On Parables: Give It To Me Slant

One of my favorite things about Jesus are his parables. Those of us who have grown up in, or at least around the church, know them well. The Good Shepherd, the Good Samaritan, the Prodigal Son, The Workers in the Vineyard, the Mustard Seed, the Wedding Banquet, the Sheep and the Goats and the Lost Coin are only a few of the forty some parables of Jesus.

This summer those of us at Camas Friends have decided to work through a number of the parables of Jesus. The goal isn’t to “figure them out” so much as it is to enter into them in a way that we become participants in the story and allow them to expand our imaginations about the Kingdom of God. It seems to me that the (big ‘C’) Church suffers from a lack of imagination all too frequently. Not only are we happy to hear the interpretations of the Bible that were birthed in another historical period, but we often read our sacred text in a way that guards ourselves from being read into the challenges the text often offers. We would much rather identify with the protagonists, than turn a difficult parable of Jesus back onto ourselves.

But the meaning(s) of the parables is such that this is exactly what they were meant to do. They were meant to get lodged into the core of who we are and at an unsuspecting time explode our imaginations and understandings of God wide-open. Theologian James Allison suggests that there are two ways to read parables. The first way is to read them in a “dull-hearted” way, in which the reading reinforces the status quo, and does not help to move us along at all. Then there is a more subversive approach, in this way the parables are more like a time-bomb:

Parables a like little time-bombs, when [they] explode, they can cause change in the imaginative world. He does this because of the hostility of those he is working with and the dangerous territory of which he treads.

And again,

Jesus’ technique consists of “introducing a little subversion from within into the normal imagination in order to open out our horizons a little with respect to who God is and what are his ways.” (From Raising Abel).

This time-bomb approach to the parables, if we can read them in this way, resists trying to “figure them out” and instead lets them wash over our imaginations.
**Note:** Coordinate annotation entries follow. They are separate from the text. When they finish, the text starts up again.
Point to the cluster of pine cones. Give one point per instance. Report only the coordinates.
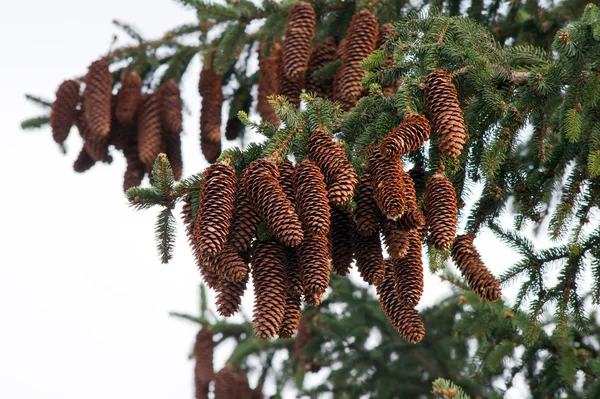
(305, 210)
(140, 125)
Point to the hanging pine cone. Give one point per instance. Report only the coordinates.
(129, 98)
(268, 83)
(83, 162)
(471, 266)
(150, 141)
(388, 185)
(298, 36)
(335, 166)
(229, 296)
(97, 98)
(367, 214)
(405, 320)
(361, 40)
(322, 55)
(340, 241)
(408, 273)
(173, 151)
(203, 354)
(64, 110)
(369, 259)
(446, 115)
(268, 275)
(409, 136)
(440, 205)
(271, 202)
(210, 88)
(171, 107)
(291, 317)
(311, 198)
(313, 256)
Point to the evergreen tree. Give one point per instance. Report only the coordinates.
(379, 120)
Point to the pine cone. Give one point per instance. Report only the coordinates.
(469, 262)
(408, 273)
(203, 353)
(129, 98)
(217, 198)
(340, 240)
(335, 166)
(367, 213)
(150, 141)
(388, 185)
(409, 136)
(271, 202)
(229, 296)
(361, 41)
(268, 83)
(268, 275)
(64, 110)
(440, 205)
(210, 88)
(97, 97)
(173, 151)
(245, 218)
(298, 37)
(291, 317)
(313, 256)
(83, 162)
(369, 259)
(322, 55)
(311, 198)
(405, 320)
(446, 115)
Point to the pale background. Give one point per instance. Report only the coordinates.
(84, 301)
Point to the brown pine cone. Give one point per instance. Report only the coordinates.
(173, 151)
(203, 354)
(217, 197)
(83, 162)
(150, 141)
(210, 88)
(441, 209)
(405, 320)
(293, 277)
(171, 107)
(367, 214)
(64, 110)
(245, 218)
(361, 41)
(229, 296)
(268, 276)
(291, 317)
(408, 273)
(446, 115)
(268, 83)
(409, 136)
(369, 258)
(271, 202)
(97, 98)
(311, 198)
(335, 166)
(298, 37)
(313, 256)
(388, 185)
(471, 266)
(128, 98)
(340, 240)
(322, 55)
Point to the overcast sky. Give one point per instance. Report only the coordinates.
(84, 301)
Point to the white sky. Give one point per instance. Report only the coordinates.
(84, 301)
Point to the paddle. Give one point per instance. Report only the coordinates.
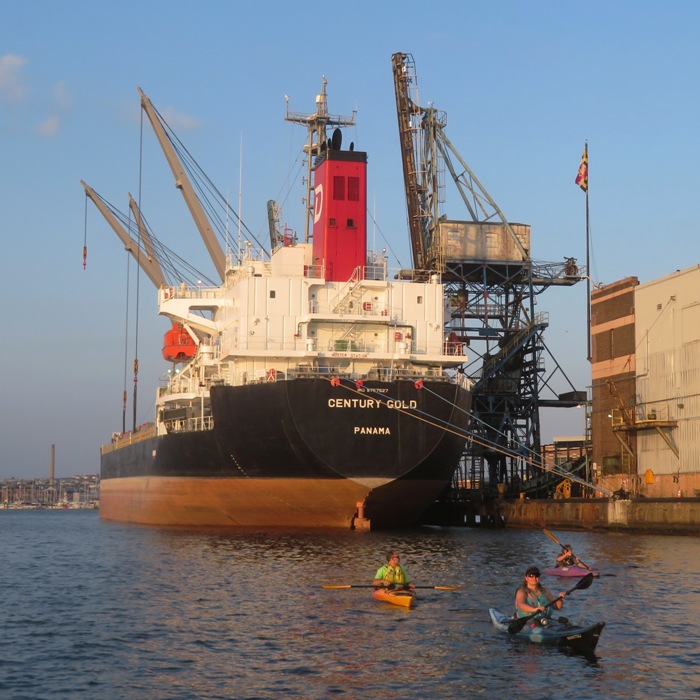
(369, 585)
(520, 622)
(552, 537)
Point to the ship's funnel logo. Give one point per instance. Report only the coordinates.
(318, 202)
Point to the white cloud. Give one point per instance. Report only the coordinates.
(62, 97)
(178, 121)
(12, 89)
(50, 126)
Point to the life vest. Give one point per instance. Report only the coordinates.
(394, 574)
(534, 600)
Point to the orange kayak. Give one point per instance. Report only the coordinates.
(395, 597)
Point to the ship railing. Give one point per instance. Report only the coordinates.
(129, 438)
(184, 292)
(193, 424)
(351, 307)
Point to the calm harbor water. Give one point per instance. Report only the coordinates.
(92, 609)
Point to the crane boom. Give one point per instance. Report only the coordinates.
(409, 116)
(143, 231)
(182, 182)
(149, 262)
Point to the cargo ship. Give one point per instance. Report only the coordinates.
(311, 388)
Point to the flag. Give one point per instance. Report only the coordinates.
(582, 176)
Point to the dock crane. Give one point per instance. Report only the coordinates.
(491, 282)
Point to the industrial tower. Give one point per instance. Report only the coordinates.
(492, 284)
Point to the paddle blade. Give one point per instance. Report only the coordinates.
(584, 583)
(551, 536)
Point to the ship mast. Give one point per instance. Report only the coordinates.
(316, 125)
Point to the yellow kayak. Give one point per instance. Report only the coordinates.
(395, 597)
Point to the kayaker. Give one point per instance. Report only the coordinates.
(532, 596)
(568, 558)
(392, 574)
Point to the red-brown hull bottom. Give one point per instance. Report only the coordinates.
(225, 502)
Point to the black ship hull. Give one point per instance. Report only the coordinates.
(301, 453)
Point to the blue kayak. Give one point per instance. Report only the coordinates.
(554, 633)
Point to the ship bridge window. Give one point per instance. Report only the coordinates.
(338, 188)
(353, 189)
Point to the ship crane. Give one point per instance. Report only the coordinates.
(491, 283)
(149, 262)
(183, 183)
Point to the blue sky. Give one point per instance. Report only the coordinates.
(524, 85)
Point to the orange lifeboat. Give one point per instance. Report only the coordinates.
(178, 345)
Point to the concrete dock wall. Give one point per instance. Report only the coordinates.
(664, 515)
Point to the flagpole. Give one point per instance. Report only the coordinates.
(588, 277)
(582, 182)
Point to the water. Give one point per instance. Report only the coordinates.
(93, 609)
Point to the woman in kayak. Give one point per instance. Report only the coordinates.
(392, 574)
(568, 558)
(532, 596)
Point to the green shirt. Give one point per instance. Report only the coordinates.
(393, 574)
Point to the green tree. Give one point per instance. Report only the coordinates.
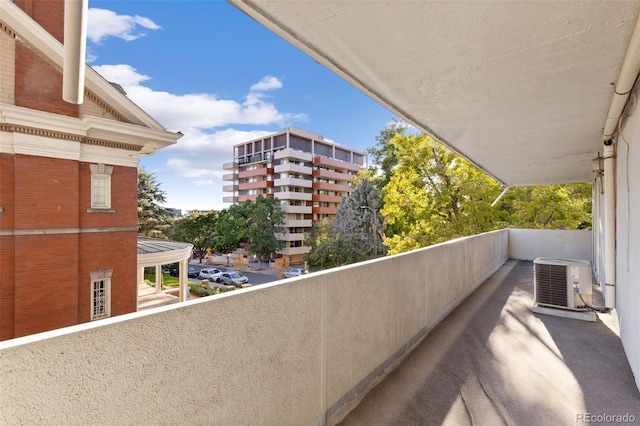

In the words of Emily Dickinson we should come at truth “slant.”

So how do we do this?

There are many ways and the way we are doing it isn’t the only but I have tried to structure our Sunday morning times in three ways (following some of the ideas on Children’s spirituality I developed here).

First, we listen to the text read multiple times through the voices of different people in the meeting and often in different translations.

Second, we ask “wondering” questions and leave the space open for everyone and anyone to speak from their own experience in a worshipful manner. Here we use the basic questions from Godly Play.

I wonder:

  1. What part you liked best (what was your favorite part)
  2. What was most important
  3. Where you are/ what part is about you
  4. If there is any part we could leave out and still have all the story we need

Third, I have been giving a short amount of background information on areas that may help to “open up” meaning in the parables and then I read a short story or new rendering of the parable that might offer an perspective into the parable in an indirect or slanted way.

Finally, we move into open (or silent) worship.

It has been a lot of fun to learn together and discuss these parables with our meeting. The insights that people have on these stories is always profound and shows just how powerful these stories really are.